Saturday 14 September 2019

"Our expert guide on how to hunt for treasure in the UK and best places to find it, plus an overview of famous treasure finds".


Interviewed tekkie
 Paul Coleman (Getty)
Twenty years the UK's Portable Antiquities Scheme has been telling the British public website all about archaeological value. Twenty years of outreach, contact, persuasion, dissemination. And the results? Pretty pathetic, it seems. Obviously they'll need another twenty, forty, sixty years to make an impact. Meanwhile the exploitation of Britain's heritage landscape goes on, encouraged by the clueless media, like this website, published by Immediate Media Company Limited (under licence from BBC Studios Distribution): UK treasure guide: best places to find and how to hunt for treasure :
From Roman coins to fossils and priceless gems, stones and metals, there is a wealth of hidden treasure in the British countryside, which is just waiting to be discovered. Our expert guide on how to hunt for treasure and where to find it in Britain [...] According to recent treasure reports, Britain is enjoying a boom in treasure hunting [...] According to the Department for Digital, Culture, Media and Sport treasure report, in 2016, there were 1,116 cases of reported treasure finds. The provisional figure for 2017 was 1,267 making this the fourth year in a row when the number exceeded 1,000.

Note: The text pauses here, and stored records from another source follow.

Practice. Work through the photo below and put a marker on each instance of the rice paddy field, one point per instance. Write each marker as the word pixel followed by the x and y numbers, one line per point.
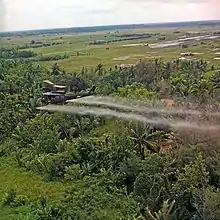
pixel 117 47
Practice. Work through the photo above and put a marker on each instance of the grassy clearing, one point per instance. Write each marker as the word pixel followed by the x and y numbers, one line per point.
pixel 92 55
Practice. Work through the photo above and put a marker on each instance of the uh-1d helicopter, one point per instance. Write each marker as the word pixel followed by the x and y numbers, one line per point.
pixel 57 94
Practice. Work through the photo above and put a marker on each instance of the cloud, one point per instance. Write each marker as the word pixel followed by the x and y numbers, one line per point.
pixel 27 14
pixel 2 15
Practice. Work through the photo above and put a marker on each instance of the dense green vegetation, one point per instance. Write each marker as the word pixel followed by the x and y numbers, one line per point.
pixel 63 166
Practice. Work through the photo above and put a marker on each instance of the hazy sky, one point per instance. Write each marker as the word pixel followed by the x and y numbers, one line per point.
pixel 34 14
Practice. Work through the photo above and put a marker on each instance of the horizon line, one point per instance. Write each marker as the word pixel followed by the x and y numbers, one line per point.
pixel 110 25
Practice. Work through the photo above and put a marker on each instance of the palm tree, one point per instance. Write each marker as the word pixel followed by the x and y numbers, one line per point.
pixel 145 139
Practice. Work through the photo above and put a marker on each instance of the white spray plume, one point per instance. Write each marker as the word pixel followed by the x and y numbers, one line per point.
pixel 177 124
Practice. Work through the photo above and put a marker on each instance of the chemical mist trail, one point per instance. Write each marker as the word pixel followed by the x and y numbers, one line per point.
pixel 127 116
pixel 132 105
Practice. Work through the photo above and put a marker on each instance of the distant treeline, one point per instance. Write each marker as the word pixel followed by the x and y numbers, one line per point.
pixel 37 44
pixel 15 53
pixel 6 53
pixel 130 37
pixel 108 28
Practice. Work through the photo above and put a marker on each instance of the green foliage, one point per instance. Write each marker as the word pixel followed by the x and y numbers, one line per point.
pixel 136 90
pixel 114 169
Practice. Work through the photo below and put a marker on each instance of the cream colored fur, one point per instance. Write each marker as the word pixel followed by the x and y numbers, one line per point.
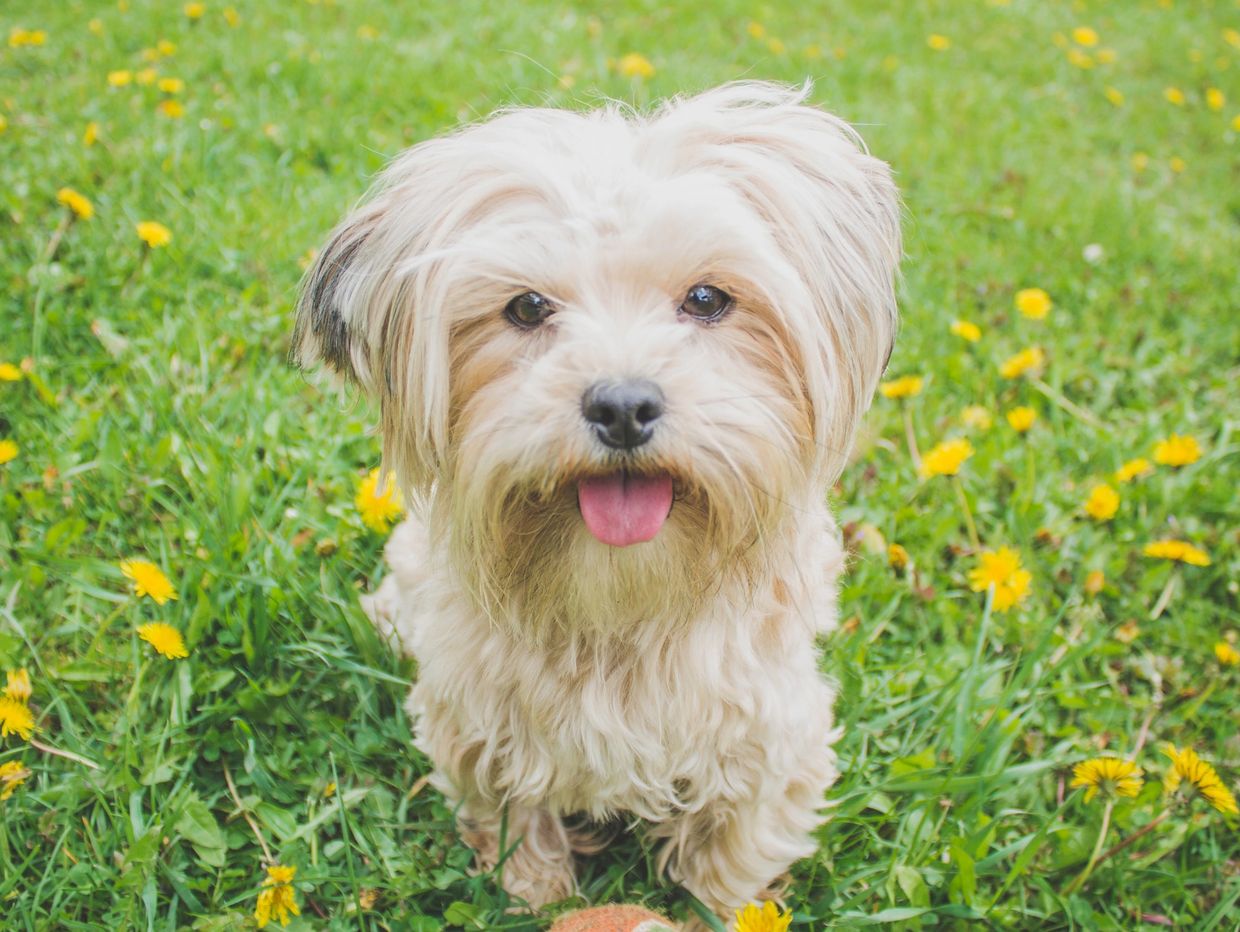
pixel 676 682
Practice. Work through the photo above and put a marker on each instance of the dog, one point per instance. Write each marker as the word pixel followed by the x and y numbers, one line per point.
pixel 620 360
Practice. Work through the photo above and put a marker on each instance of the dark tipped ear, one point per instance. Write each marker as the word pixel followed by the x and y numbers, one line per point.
pixel 325 330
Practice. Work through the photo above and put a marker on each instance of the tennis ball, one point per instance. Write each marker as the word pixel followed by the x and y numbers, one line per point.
pixel 613 918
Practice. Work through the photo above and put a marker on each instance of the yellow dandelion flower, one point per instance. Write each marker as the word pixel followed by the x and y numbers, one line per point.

The text mentions " What type of treasure can you to hunt for in Britain, plus best places to look, 1 Semi-precious stones..." alongside "history hunting" metal detectorists. So are they looking for history or Treasures? Each historical find however has its value expressed in pounds as well as the usual superlatives. The text is anonymous, which is just as well, because it is horrendously muddled (the Staffordshire Hoard is not seen to be the same as a "Hammerswich hoard", shipwrecks are mentioned twice in te lisrts of categories of Treasure you can go a'hunting for [no mention of permits]). The unnamed author convinces you that if you go Treasure hunting, you need to " Visit the National Council for Metal Detecting (NCMD) for metal detecting code of conduct". Could there perhaps be another one you'd need to visit, where's that then? Hidden away... This damaging text has every appearance of a space-filling hasty pastiche knocked up in a photo library with a pile of books by the Greenlight Press by somebody who has access to an interview with detectorist Paul Coleman - the dug-up-in-one-day-into-a-Sainsbury's-bag Lenborough Hoard, and with some press clippings featuring the by now stock characters, wholesome Dave Crisp, the commercial Peter Welch (runs the 1,000-strong Weekend Wanderers Detecting "Club" commercial company, Steve Critchley former NCMD chair, and Lance and Andy, the main fictional characters in the fictional series Detectorists, who now creep in everywhere. Total disaster, as Andy Brockman (@pipelinenews·14th sept 2019) notes:
Country Fail: an "expert" article about treasure hunting in the UK which fails to mention the legal protection for scheduled monuments, shipwrecks, the Receiver of Wreck, or even the Portable Antiquities Scheme.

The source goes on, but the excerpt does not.